US President Abraham Lincoln is the personification of America and since his assassination a deep mythology has evolved around him. “Savior of The Union”, or “Great Emancipator” are just a few labels used to refer to the 16th President of the United States. In fact, over 14,000 biographies have been published on Lincoln.

Some say he was a brilliant politician and leader. African Americans used him as a symbol. He was conservative, yet presided over one of the greatest revolutions in American history. Did he do the right thing? Surely in the end he died for what he believed in.

Martin Luther King called him a great and shining beacon of hope. Malcolm X was not so kind. He labeled him as just another white man with empty promises. President Bill Clinton admired Lincoln for having overcome enormous difficulties. Lincoln battled with depression, which may have led to his strong emotional intelligence. But he was also called a white supremacist because of his plan to send the freedman to Africa.

Lincoln was even regarded incompetent. Surely he was inexperienced. Yet he had a great capacity to grow and adapt to changing circumstances. During the time of the election in 1860, his opponents were John Breckinridge from Kentucky, John Bell from Tennessee, and Stephen Douglas from Illinois. They may have been worse. At least Lincoln understood his inexperience at the beginning and elected his rivals to assist him. This shows strength, not incompetence.

He was regarded as a warmonger for beginning a war that was unconstitutional. He neither seemed to have an entry nor an exit strategy to the war. He also treated Southerners very harshly. The South further had the right to secede if it had wanted.

That is according to one interpretation. The Confederates believed that since the constitution was signed by the states and not the people any state could exercise the option of secession. French political thinker Alexander de Tocqueville had addressed this in the following way:

The Union was formed by the voluntary agreement of the states; and these, in uniting together, have not forfeited their nationality, nor have they been reduced to the condition of one and the same people. If one of the states chooses to withdraw from the contract, it would be difficult to disapprove its right of doing so, and the Federal Government would have no means of maintaining its claims directly either by force or right. — Tocqueville, Democracy in America

Critics also accuse Lincoln for having unnecessarily closed down newspapers, suspending habeas corpus and jailing hundreds of casualties without trail. Many soldiers lost their lives in a war that was supposedly avoidable.
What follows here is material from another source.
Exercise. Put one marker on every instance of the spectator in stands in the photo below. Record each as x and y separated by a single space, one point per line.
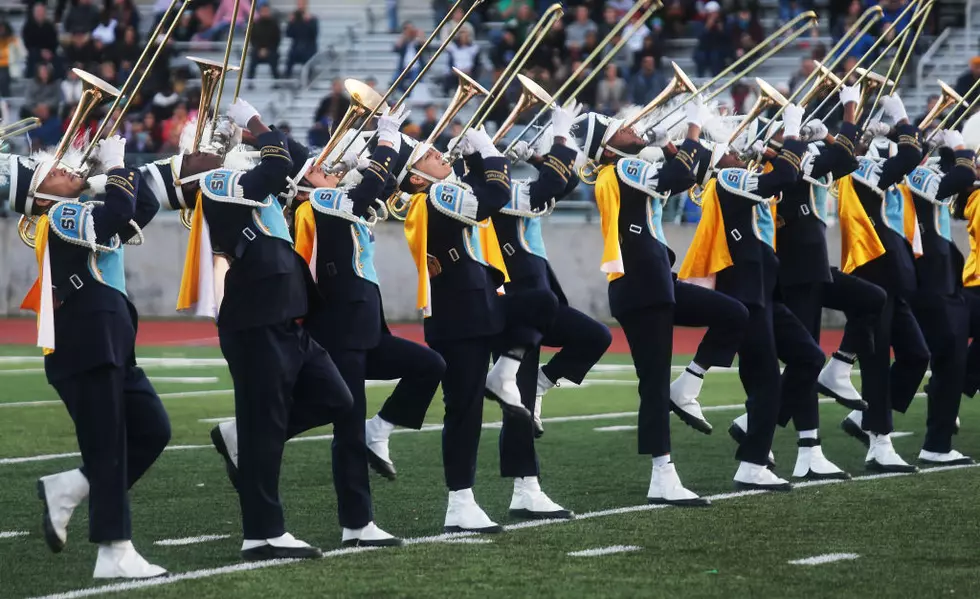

So why did he do it? Lincoln perceived the secession of the South as a serious threat to the Union. He believed that the war was inevitable. The previous revolution had established a republic, a democratic government of the people, by the people and for the people. As the republic was still an ongoing experiment the secession was a existential threat to the union.

Lincoln was rather conservative at the beginning. He believed in evolution rather than revolution. And the Civil War only changed from a limited to a total war later on. Why was he seen as a racist? In a letter to Douglas during the Lincoln-Douglas debates in 1858, Lincoln explained that there is a physical difference between the white and black race which will forever forbid the races living together on terms of social and political equality. He also assigned the white race as the superior race.

Although Lincoln shared the racial prejudices of his time and did support the idea of deportation initially, his view on slavery gradually changed. After 1862, he even dropped the plan to deport freed African Americans.

Lincoln also had to be practical. His goal was to win an election. Therefore he could not really advocate for social equality between the races too strongly anyway. Advocating for social equality between the races would have been political suicide. He did oppose the expansion of slavery unlike his opponent.

“Let us have faith that right makes might, and in that faith, let us, to the end, dare to do our duty as we understand it.” — Lincoln’s Cooper Institute Address, February 27, 1860.

He was against slavery, but as President his hands were tied. He was trapped between his personal wish and professional oath of a pro-slavery republic.

Lincoln could not make the war about slavery right away as the border states (also slave states) may have seceded, too. When the war had changed things, he could free the slaves and the union.

He did say that: “what I do about slavery, and the colored race, I do because I believe it helps to save the Union.”

“I never in my life felt certain that I was doing right than I do in signing this paper. If my name ever goes into history, it will be for this act and my whole soul is in it.” — Lincoln

Lincoln freed the slaves. But that freedom did not necessarily lead to political and social equality. Political equality only arrived hundred years later when the 15th amendment was ratified that gave African Americans the right to vote.

Although Lincoln never advocated for social and political equality between the races, he did consider slavery as morally wrong. When the opportunity came to save the Union by destroying slavery, he did not hesitate. If there had been a way to avoid the war, Lincoln as conservative as he was at the beginning of the war, would probably have found it. However Lincoln perceived the risk to allow the South to secede and jeopardize the “experiment” to disintegrate as too high.

It was a dilemma after all and Lincoln did not seek to go the easy way out. If Lincoln had avoided the war, the underlying conflict between the South and the North would have remained, and a war would not have been avoided but just been postponed. It seems that Lincoln did the right thing after all.